Uzun zamandır yazlarımızda CHP’nin ATATÜRK’ün çizgisinden çıktığını, Milliyetçilik, Halkçılık ve Devletçilik kavramlarından uzaklaştığını, Kuvayi Milliye Ruhunu kaybettiğini vurguluyor , yaşadığımız şehirde Çanakkale’de varlıklarını bu kimliksiz politikalar üzerinden yürütenleri de eleştiriyoruz.
Her haberimizi de belgelere , delillere tanık ve resmi kayıtların varlığına dayanarak yazıyoruz. Aksini iddia etmeye kalkanlara da buyurun Hodri Meydan, Yargı orada ,Millet burada diyoruz.
İş iktidar partisinin Çanakkale’deki AK Parti yapılanmasına zarar veren bazı unsurlarını eleştirmeye gelince, yazma kardeş yazma, bu yanlış olur, aman ha… diyenler de oluyor. Hiç kimse kusura bakmasın ,karga düştü, kuş uçtu gemi geçti şeklinde haberler yazmak tarzımız değil, dün de doğruları yazdık bu gün de ,yarın da yazmaya devam edeceğiz.. Yanlışa yanlış demekten de vazgeçmeyeceğiz. Her şey güllük gülistanlık oldu da biz mi yazmadık.!
Doğruları, bırakın ALENİ OLARAK, kendilerini düzeltsinler umudu ile uyarı niteliğinde yazmaya kaltığımızda bile; itibar süikastçileri de hemen harekete geçiyor, Aba altından sopa göstermeler; İnceden Algı operasyonu çekmeler, kamyon arkası , duvar yazıları ile mesajlar vermeler… Yahu o zaman beni bir gülme alıyor sormayın … Arkadaş, söylemlerinizle çelişmeyin, uyarıyoruz yapmayın, sizin bize karşı söylemleriniz, eylemleriniz ancak met-cezir , bizim bildiklerimiz kalemden-dile düşer ise olursunuz rezil. O yüzden bu gölde o maya tutmaz azizim, Siz hala anlayamadınız mı bunu. Siz bizi tanırsınız, ama biz sizi çok daha iyi tanırız. Düzeltin hatalarınızı. düzeltin yanlışlarınızı. Bırakın gölgenizle savaşmayı, bırakın içten olmayan sahte gülücükler savurmayı. Yanlışın arkasında durmayın, size kalkan olan duvarları yıkmaya ısrarla kalkışmayın.

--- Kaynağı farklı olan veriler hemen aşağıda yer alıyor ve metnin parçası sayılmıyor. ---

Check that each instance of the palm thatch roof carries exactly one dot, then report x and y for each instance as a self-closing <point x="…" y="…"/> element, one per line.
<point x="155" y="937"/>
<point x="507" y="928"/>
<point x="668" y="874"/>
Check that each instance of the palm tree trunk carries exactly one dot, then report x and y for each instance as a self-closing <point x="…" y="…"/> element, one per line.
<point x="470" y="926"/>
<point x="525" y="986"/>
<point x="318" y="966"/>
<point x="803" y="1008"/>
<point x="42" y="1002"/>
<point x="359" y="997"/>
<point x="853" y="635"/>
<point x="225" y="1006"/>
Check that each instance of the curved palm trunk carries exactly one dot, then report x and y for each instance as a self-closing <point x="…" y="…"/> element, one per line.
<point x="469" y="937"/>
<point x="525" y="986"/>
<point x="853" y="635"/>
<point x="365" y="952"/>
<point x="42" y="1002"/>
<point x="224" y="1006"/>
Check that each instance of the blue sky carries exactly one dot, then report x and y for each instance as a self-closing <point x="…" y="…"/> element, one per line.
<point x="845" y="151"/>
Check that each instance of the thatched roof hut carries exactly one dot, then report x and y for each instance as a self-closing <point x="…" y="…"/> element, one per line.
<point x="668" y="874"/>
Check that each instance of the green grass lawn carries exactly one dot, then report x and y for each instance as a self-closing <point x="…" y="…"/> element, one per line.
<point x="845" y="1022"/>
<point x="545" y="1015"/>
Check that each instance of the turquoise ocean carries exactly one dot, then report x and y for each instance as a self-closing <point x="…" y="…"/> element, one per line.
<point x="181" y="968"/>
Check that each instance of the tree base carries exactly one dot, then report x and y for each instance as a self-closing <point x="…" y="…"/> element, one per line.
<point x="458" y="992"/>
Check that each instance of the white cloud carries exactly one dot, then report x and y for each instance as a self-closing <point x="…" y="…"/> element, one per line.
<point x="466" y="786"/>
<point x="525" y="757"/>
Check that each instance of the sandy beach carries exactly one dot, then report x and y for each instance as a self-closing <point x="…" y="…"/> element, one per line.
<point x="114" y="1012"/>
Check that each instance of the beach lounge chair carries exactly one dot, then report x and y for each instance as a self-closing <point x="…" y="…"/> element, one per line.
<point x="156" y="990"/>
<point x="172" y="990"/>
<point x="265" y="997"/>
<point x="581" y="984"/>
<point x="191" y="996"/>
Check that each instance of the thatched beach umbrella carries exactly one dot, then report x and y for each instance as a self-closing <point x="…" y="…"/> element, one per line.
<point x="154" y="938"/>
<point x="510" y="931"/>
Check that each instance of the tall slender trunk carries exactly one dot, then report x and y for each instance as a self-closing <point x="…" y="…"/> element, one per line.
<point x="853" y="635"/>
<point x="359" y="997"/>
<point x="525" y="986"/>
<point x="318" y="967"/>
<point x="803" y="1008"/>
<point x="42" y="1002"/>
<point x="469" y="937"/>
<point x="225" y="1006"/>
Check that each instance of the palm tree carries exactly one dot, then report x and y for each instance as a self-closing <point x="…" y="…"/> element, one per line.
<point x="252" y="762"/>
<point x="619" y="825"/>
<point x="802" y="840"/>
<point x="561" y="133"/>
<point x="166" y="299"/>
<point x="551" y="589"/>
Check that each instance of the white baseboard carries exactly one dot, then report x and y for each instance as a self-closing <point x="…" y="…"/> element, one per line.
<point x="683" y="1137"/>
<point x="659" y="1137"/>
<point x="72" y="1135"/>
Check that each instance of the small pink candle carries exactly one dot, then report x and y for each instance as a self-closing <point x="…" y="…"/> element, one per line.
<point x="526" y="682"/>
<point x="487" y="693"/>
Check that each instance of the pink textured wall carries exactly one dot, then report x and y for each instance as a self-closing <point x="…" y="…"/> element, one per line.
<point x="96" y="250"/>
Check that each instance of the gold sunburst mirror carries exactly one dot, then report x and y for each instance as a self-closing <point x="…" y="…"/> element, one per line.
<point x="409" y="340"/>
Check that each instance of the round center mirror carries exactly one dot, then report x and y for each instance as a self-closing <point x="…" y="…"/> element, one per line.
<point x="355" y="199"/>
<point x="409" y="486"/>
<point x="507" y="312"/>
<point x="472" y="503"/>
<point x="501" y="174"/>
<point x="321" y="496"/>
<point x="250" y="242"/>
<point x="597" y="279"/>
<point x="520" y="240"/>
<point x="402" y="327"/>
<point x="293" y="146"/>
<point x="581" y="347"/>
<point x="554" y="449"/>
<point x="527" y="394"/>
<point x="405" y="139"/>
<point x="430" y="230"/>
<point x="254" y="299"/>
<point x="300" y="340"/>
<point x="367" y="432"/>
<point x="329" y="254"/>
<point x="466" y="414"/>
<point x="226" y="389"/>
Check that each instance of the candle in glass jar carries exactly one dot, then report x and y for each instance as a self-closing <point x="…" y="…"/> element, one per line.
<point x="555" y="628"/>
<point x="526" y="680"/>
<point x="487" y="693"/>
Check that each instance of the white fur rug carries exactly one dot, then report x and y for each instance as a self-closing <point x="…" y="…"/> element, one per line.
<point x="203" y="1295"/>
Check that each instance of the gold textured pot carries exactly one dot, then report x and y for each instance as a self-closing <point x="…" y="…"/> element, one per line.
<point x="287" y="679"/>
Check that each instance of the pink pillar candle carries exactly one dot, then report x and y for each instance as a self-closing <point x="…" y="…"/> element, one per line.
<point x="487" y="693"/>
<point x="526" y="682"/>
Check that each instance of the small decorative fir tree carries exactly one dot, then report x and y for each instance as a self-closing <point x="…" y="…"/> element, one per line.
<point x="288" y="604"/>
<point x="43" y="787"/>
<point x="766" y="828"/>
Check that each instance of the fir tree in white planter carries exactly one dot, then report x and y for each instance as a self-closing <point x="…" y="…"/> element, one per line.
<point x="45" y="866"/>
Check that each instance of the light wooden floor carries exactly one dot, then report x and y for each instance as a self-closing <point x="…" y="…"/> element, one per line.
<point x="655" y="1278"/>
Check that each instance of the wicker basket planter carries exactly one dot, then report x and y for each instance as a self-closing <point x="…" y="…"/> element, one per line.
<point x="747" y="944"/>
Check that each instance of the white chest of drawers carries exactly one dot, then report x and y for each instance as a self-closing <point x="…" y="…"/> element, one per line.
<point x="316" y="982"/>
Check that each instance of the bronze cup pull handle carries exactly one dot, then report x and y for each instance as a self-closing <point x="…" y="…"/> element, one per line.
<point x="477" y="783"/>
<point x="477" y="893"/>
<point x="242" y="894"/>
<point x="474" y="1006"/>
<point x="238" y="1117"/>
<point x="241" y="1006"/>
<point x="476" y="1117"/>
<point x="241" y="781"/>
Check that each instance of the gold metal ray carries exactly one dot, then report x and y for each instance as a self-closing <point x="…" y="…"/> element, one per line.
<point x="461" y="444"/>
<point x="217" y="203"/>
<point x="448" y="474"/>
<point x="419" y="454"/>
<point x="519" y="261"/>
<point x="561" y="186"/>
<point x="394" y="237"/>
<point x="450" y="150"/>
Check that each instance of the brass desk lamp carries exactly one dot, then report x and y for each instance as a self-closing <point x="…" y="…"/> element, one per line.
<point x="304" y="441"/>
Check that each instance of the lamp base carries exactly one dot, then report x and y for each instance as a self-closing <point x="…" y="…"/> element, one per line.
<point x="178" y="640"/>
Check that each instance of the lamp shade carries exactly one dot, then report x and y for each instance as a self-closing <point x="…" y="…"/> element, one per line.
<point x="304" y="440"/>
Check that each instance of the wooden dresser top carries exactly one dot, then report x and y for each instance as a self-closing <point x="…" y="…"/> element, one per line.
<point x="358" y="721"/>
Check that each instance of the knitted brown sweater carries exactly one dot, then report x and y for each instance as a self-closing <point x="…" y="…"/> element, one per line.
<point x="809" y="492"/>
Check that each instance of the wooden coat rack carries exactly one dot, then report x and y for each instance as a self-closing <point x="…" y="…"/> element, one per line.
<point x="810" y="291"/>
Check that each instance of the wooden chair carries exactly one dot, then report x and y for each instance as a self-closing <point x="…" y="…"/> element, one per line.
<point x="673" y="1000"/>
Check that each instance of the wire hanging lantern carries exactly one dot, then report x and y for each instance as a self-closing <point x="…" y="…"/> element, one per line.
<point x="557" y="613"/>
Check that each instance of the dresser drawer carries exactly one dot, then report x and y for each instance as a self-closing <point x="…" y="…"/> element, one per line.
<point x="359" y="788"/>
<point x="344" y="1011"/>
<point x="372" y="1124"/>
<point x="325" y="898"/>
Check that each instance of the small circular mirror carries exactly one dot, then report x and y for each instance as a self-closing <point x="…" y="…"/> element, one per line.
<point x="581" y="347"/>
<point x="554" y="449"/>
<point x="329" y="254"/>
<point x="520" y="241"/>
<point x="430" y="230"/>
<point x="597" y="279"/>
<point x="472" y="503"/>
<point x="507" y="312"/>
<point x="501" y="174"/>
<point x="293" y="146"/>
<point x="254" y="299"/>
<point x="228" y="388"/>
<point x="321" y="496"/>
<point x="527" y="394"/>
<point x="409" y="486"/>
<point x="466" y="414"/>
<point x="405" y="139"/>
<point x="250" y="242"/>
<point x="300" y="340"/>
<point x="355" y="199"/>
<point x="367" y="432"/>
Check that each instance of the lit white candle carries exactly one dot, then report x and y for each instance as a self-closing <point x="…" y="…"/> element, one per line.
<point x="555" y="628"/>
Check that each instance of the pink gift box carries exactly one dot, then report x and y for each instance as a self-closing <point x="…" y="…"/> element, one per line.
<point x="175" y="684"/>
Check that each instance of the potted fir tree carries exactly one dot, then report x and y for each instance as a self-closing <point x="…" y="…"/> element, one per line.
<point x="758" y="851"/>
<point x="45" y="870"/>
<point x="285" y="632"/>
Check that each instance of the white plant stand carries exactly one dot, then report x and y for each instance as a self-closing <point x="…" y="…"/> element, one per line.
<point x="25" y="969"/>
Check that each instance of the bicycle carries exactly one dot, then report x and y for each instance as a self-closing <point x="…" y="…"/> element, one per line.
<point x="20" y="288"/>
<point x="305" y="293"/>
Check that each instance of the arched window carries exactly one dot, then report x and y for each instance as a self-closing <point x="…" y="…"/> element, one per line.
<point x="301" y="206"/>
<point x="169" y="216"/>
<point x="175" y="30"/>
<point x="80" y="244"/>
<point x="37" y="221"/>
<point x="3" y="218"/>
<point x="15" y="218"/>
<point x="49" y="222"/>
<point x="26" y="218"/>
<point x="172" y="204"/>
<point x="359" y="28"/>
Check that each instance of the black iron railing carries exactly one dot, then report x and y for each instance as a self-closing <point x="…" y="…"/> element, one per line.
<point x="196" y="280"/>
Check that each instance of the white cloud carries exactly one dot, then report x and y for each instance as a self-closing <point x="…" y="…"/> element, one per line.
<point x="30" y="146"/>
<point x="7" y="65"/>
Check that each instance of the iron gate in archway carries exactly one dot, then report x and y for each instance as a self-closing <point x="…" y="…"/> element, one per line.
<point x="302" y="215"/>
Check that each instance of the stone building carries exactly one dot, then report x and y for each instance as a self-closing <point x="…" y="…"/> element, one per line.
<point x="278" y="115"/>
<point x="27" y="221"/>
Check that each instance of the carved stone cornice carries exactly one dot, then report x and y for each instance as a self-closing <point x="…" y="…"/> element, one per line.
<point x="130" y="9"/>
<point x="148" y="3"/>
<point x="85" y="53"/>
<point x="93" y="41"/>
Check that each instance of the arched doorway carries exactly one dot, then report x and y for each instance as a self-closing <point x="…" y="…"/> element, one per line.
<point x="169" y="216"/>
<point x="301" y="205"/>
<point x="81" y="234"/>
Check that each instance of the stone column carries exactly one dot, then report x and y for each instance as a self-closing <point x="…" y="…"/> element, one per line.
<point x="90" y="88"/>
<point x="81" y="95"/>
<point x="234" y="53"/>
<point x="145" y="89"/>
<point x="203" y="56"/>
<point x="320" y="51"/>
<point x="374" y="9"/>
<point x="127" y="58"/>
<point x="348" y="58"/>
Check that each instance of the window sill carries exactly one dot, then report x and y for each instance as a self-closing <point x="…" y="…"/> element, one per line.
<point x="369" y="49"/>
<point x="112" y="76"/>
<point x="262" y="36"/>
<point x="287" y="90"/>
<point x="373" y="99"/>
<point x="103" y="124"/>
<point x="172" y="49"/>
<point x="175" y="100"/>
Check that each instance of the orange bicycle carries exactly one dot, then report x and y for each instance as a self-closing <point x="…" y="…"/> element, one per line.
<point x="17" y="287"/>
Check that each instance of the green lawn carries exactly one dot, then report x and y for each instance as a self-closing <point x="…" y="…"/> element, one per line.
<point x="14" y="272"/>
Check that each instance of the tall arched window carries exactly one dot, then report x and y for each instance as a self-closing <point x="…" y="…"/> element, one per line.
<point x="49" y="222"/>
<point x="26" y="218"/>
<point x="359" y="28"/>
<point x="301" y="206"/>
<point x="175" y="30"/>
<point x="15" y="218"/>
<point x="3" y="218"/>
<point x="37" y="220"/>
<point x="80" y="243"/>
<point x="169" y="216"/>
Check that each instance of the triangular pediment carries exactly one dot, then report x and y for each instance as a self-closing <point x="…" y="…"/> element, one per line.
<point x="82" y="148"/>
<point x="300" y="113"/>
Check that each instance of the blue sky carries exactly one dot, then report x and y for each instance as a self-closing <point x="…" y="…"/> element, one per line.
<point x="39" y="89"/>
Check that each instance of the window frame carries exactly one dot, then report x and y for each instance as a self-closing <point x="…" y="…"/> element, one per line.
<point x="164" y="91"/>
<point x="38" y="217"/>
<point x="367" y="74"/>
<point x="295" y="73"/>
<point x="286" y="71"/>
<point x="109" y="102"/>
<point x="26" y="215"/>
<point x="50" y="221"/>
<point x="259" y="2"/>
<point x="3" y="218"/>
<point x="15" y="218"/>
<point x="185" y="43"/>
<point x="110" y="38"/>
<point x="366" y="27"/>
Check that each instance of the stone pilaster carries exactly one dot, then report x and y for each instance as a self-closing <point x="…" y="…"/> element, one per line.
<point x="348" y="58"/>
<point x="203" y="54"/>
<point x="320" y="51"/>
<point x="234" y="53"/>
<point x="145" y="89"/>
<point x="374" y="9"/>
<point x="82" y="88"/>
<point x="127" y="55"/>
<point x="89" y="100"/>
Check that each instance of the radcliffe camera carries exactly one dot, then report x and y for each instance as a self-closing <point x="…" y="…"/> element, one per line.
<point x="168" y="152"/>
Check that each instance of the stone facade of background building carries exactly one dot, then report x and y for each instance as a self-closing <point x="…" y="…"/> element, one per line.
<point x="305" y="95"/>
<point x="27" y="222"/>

Evet devam edelim; sonuna kadar katılıyorum; Recep Tayyip Erdoğan büyük bir lider, dünya lideri, sadece AK Parti Teşkilatlarının değil Türkiye Cumhuriyeti’nin de , Türk Milletinin de lideri.
Erdoğan lideri olduğu AK Parti teşkilatlarına ısrarla mesajlar veriyor;
Siyaset Ahlaklı insan işidir diyor,
Vatandaş size ulaşabilir olsun, tevazu ve samimiyetle yürütün siyaseti diyor.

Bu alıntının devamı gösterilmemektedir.